Bunun aksi olan her durum, yani bu cümleyi 1000, 67 veya hadi, 17 kere tekrarlamak, rüyanın tersi çıkmasını beklemek gibidir. Beklentiyi düşürdüğüne kendini inandırmaya çalışmaktır ve tekrarladığın her sefer, tekrar başaramamaktır.
Hiçbir bilinmeyeni değiştirmeden bir denklemi tekrar tekrar çözmeye çalışmak da, nafiledir.
***
Belli ki yarın ölecekmiş gibi yaşamıyoruz ama ben ne sevmem biliyor musunuz?
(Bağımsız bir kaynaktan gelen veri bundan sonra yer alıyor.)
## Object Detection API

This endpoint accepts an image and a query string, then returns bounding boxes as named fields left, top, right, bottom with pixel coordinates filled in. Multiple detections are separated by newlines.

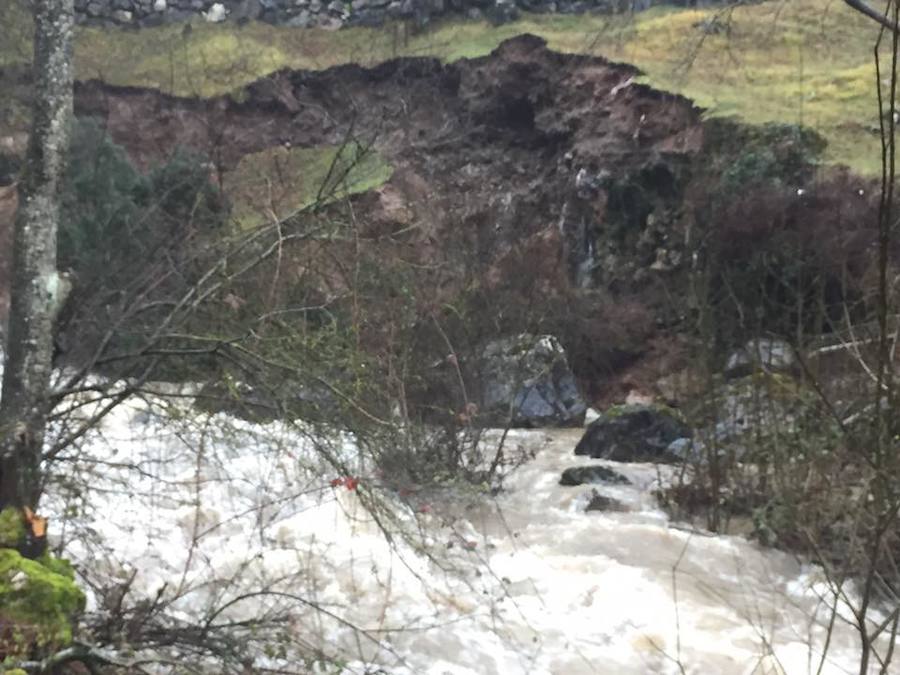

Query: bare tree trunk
left=0, top=0, right=74, bottom=508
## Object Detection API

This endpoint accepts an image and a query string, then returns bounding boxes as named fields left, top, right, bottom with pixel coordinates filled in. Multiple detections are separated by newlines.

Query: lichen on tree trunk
left=0, top=0, right=74, bottom=508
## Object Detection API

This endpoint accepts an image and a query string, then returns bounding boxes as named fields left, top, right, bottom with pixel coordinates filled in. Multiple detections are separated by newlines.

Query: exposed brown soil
left=61, top=36, right=702, bottom=393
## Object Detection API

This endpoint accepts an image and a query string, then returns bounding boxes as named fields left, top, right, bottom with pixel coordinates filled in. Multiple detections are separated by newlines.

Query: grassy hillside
left=0, top=0, right=879, bottom=174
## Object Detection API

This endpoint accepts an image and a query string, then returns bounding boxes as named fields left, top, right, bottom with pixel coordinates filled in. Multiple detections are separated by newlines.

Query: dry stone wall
left=75, top=0, right=696, bottom=29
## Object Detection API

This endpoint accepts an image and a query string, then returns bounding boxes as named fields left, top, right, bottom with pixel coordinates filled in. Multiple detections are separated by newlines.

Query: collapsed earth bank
left=0, top=35, right=873, bottom=420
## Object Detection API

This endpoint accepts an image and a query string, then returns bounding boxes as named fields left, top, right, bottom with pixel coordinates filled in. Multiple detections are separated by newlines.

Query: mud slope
left=68, top=35, right=702, bottom=396
left=77, top=35, right=700, bottom=253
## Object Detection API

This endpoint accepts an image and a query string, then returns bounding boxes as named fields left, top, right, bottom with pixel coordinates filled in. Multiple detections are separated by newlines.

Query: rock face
left=480, top=335, right=587, bottom=427
left=559, top=466, right=631, bottom=485
left=725, top=338, right=798, bottom=378
left=575, top=405, right=691, bottom=462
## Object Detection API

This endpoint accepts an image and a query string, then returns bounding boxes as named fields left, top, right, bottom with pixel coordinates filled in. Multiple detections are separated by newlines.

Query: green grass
left=0, top=0, right=879, bottom=174
left=225, top=143, right=393, bottom=229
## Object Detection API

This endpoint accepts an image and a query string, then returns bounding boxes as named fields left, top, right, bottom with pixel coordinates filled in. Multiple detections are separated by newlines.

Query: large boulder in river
left=480, top=334, right=587, bottom=427
left=575, top=405, right=691, bottom=462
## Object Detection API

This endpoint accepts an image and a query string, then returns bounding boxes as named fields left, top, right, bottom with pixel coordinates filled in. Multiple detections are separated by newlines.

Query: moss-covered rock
left=0, top=548, right=85, bottom=659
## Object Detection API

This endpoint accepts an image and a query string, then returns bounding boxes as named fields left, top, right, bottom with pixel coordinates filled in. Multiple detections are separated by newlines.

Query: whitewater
left=10, top=374, right=884, bottom=675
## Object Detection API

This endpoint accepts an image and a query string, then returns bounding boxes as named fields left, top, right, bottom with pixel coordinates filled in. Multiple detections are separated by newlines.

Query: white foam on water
left=14, top=386, right=892, bottom=675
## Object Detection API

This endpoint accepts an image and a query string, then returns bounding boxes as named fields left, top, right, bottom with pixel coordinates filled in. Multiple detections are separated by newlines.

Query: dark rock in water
left=584, top=490, right=628, bottom=511
left=480, top=334, right=587, bottom=427
left=559, top=466, right=631, bottom=485
left=575, top=405, right=691, bottom=462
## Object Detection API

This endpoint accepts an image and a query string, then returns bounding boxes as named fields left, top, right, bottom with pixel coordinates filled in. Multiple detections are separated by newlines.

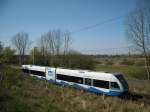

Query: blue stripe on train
left=48, top=80, right=122, bottom=96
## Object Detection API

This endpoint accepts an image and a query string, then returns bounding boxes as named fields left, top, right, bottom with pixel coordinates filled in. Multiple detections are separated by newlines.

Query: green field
left=0, top=66, right=150, bottom=112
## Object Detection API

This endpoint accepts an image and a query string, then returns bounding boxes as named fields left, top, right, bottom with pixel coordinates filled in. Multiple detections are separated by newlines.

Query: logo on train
left=48, top=70, right=53, bottom=76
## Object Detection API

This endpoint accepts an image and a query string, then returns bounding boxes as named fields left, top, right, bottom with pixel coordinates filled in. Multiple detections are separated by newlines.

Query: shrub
left=120, top=59, right=134, bottom=65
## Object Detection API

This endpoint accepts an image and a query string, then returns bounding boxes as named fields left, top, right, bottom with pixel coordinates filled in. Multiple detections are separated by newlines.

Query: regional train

Ölmeden önce yapılacak şeyler listelerini, mutlaka dinlemek gereken şarkılar, görmek gereken filmler listelerini sevmem. Bir de, cin fikirli bilim dergisi köşelerini, "bunları biliyor muydunuz?"ları sevmem. Bana kendimi sırayla, eksik ve cahil hissettirmeye çalışır bunlar.
Film izleyeceğim zamanda oturup Yaprak Dökümü'ne boş boş bakmak isteyebilirim; Yaprak Dökümü'ne boş boş bakan insanların evindeki ölmeden önce izlenecekler listelerinde Shawshank Redemption ilk sıradadır, ama onlar Yaprak Dökümü izleyerek yerler o zamanı.
Ne olmuş yani?
Ne olmuş yani ben yeni zelandalıların geçim kaynaklarını bilmiyorsam? Siz de nefes aldığınızda bir oksijenli solunum döngüsünden kaç ATP aldığınızı bilmiyorsunuz ki... Ve neden bilesiniz, bu bilgi rahat bir nefes almanızı mı sağlayacak?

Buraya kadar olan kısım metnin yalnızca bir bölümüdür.